Tree rings / impurity gradients are a pure WCS effect, fixed on the chips, moderately easy to constrain (lots of parameters, but lots of data). And they’re unlikely to void the assumption that the WCS is locally linear. The result is that I’m not worried about this. May not be significant for LSST anyway.
Tape bumps / lattice stresses are a pure WCS effect, fixed on the chips. Almost certainly breaks linear WCS assumption, but small area, so we can mask them if they’re present for LSST.
Brighter-fatter / charge-correlation effects are a big concern, because they don’t fit into our typical model (they’re not a convolution or a coordinate transformation). For characterization, we’ll rely on lab experiments and physical simulations to come up with a parameterized model, then constrain the model from flat-field image correlations and potentially stars on science images.
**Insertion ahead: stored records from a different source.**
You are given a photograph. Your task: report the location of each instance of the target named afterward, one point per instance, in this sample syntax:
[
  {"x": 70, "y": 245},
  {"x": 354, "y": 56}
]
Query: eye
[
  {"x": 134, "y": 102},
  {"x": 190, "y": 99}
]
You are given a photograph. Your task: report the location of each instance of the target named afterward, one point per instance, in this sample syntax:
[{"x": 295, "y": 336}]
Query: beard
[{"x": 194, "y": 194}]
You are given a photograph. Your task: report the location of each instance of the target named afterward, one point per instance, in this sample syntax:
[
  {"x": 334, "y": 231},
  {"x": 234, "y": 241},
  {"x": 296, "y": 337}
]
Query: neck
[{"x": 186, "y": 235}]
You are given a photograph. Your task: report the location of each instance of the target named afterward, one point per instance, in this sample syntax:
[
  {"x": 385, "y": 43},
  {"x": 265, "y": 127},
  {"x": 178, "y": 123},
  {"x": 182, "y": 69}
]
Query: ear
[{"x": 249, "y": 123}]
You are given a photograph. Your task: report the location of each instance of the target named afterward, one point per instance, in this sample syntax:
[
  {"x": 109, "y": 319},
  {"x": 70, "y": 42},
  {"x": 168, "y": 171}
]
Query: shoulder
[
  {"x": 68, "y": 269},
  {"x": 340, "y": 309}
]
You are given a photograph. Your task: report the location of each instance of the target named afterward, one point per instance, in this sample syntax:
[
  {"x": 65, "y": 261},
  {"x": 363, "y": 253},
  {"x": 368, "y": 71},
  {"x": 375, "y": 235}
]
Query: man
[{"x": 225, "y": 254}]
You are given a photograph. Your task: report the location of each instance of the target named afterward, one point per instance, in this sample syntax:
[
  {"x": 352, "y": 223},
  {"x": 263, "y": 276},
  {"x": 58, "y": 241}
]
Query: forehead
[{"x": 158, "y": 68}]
We’d like to correct as much of this as possible at the pixel level at a very early stage, so most downstream processing can continue to use our traditional model of the observational system. If we can’t completely correct it there, we’d include it in a forward modeling of stars that are being used to constrain the PSF. We would very much like to avoid including it in forward modeling of WL source galaxies, and we think that’s unlikely since they’re faint and hence the effect is small (and hopefully mostly corrected at the pixel level anyway).
Pixel area variations
Like tree rings, this is a pure WCS effect that adds many new parameters, but it’s fixed in the chips so we’ll have a ton of data to constrain it. Important question is whether it breaks linear WCS assumptions at a level that matters; if it does, we may have to resample data at an early stage rather than just include it in the WCS.
Easy to correct at the pixel level; probably not too hard to constrain the model.
Easy but computationally expensive to correct at the pixel level; easy to constrain the model.
Charge Transfer Inefficiency
Negligible for LSST? Lots of literature from HST if we do need to account for it.